Researchers explore alternate delivery method for potential Alzheimer’s treatment

Laleh Golshahi, Ph.D. and Worth Longest, Ph.D.
Laleh Golshahi, Ph.D., associate professor in the Department Mechanical and Nuclear Engineering, and Worth Longest, Ph.D., the Louis S. and Ruth S. Harris Exceptional Scholar and Professor in the Department of Mechanical and Nuclear Engineering.

Researchers at Virginia Commonwealth University’s College of Engineering and School of Pharmacy are working toward a proof of concept for a nose-to-brain delivery system of insulin to treat Alzheimer’s patients.

“Traditionally, the nose has been used as a route for delivery of locally acting drugs,” Laleh Golshahi, Ph.D., explained. “But recently, there has been a great deal of interest in the direct pathway through the olfactory region. That’s the same region where we smell, and that route is a direct pathway to the brain.”

Golshahi, associate professor in VCU’s Department of Mechanical and Nuclear Engineering, leads the collaboration. Other members of the group are Worth Longest, Ph.D., the Louis S. and Ruth S. Harris Exceptional Scholar and Professor in the Department of Mechanical and Nuclear Engineering; Michael Hindle, Ph.D., the Peter R. Byron Distinguished Professor in VCU’s Department of Pharmaceutics; and Arya Bazargani, a Ph.D. student in VCU’s Interdisciplinary Center for Pharmaceutical Engineering and Sciences.

The project is supported by a $200,000 internal grant from VCU Breakthroughs, a new internal funding mechanism as part of the Optimizing Health thrust of the One VCU Research Strategic Priorities Plan being implemented by the university’s Office of the Vice President for Research and Innovation.

Hindle said that studies of nasally administered insulin have shown some promise for reducing the effects of Alzheimer’s. Unfortunately, delivery by injection, the most common way to deliver insulin, is ineffective for Alzheimer’s and other cerebral conditions because of the blood-brain barrier. Bazargani explained that nose-to-brain delivery of pharmaceuticals circumvents the blood-brain barrier, the lining of the blood vessels that surround the brain, guarding the central nervous system against a host of pathogens.

“It’s usually a good thing,” he said. “But not when you’re trying to induce therapeutic effects into the brain.” Bazargani explained that insulin molecules are so large that the blood-brain barrier filters out most of the insulin. Hindle pointed out that even though the VCU team is avoiding the blood-brain barrier, insulin delivery still presents a number of challenges.

“Insulin is a pretty fragile molecule, you know. It’s stored in the fridge,” Hindle said. “We need to include insulin in some sort of stable formulation — either a powder or a liquid nasal spray. We have to create the right particle or droplet size to get it into the right area of the nose.”

Formulation development is only half of a two-pronged challenge, Golshahi said. The second aspect is the creation of a device that can deliver a dose way up to the olfactory region.

“The nose is a challenge, because it's designed as a filter to keep aerosols out of the body,” said Longest, who, along with Golshahi and Hindle, brings expertise in computational fluid dynamics to the team. “And the olfactory region is an especially troubling or difficult region to target, because it's designed just to let a few molecules of what we inhale deposit.”

Chief among the nasal filtering defenses, Golshahi said, is mucociliary clearance. Nasal passages are lined with mucous-coated cilia — moving microscopic projections on cells — sweeping foreign substances out of the air we breathe. The cilia do an excellent job, she said, but their efficiency makes it difficult to achieve a consistent delivery to the olfactory region. Another challenge, she added, lies in the fact that all noses are different.

The collaborators are using in vitro and in silico methodologies. For the in vitro work, they have an array of 3D printed nose models, based on computed tomography (CT) scans. Golshahi said they have multiple anatomical casts of human nasal airways to test likely device/formulation combinations for their insulin/Alzheimer’s initiative.

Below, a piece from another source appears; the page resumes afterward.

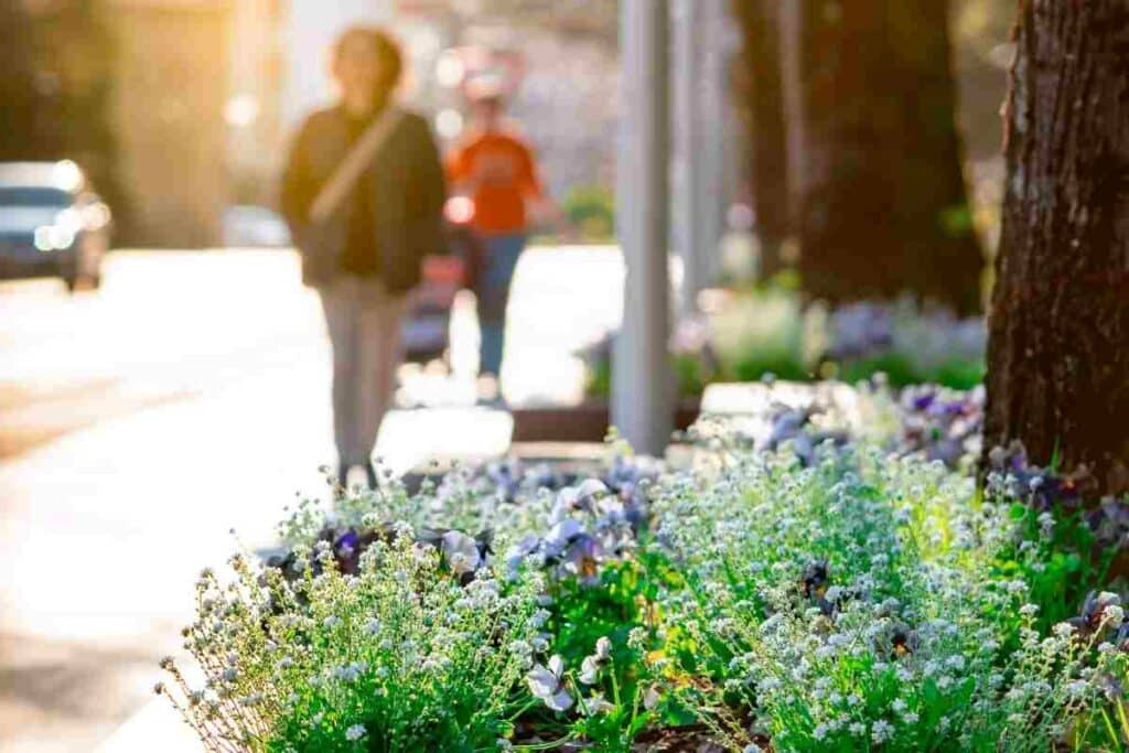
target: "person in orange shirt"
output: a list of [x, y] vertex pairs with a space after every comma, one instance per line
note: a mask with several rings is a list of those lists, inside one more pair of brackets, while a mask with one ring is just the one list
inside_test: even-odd
[[[525, 248], [530, 212], [537, 205], [549, 205], [533, 150], [507, 128], [504, 108], [500, 94], [479, 95], [472, 104], [470, 133], [447, 159], [454, 192], [471, 199], [471, 227], [485, 252], [475, 290], [482, 333], [479, 371], [495, 379], [501, 375], [506, 305], [514, 270]], [[500, 400], [500, 380], [496, 384]]]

“We are going to use three of those nasal casts as our starting point,” she said. “We’ll connect the casts to a breathing simulator, which is basically a machine you can program to add the air going through — sort of bringing them to life.”

Golshahi added that data from the casts will inform the in-silico component of the work — computational analysis that is expected to verify or challenge observations from the lab.

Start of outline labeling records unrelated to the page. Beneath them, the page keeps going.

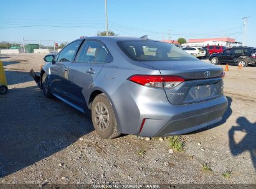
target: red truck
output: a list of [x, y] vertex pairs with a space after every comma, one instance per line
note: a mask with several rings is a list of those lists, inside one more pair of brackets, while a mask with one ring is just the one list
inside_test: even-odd
[[208, 48], [210, 55], [214, 53], [221, 53], [227, 49], [225, 46], [219, 45], [207, 45], [206, 47]]

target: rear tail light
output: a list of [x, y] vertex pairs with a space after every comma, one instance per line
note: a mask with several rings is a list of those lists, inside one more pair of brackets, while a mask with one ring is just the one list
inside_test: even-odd
[[173, 88], [184, 81], [178, 76], [145, 75], [133, 75], [128, 80], [143, 86], [162, 88]]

Hindle said that once the team has developed a satisfactory formulation-device system, they can tackle the next challenge: identifying the dominant pathway from the olfactory region to the brain.

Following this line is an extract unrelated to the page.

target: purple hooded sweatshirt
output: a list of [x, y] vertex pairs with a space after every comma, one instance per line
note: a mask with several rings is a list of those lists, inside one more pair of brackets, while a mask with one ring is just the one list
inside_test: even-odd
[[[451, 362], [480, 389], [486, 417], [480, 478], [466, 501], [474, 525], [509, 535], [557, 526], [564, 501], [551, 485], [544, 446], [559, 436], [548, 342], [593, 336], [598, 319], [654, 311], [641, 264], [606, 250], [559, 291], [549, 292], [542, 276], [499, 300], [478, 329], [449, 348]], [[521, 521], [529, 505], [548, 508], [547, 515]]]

“There are a variety of theories out there,” he said. “It could go along the nerve passageway. It could go between the nerve walls and the cells linking them.”

“We have all the equipment and all the expertise necessary to be able to develop a formulation, and to put it in a device that leads to the highest amount of delivery to the target region,” Golshahi said. “And we are able to quantify how successful that combination of formulation and device is.”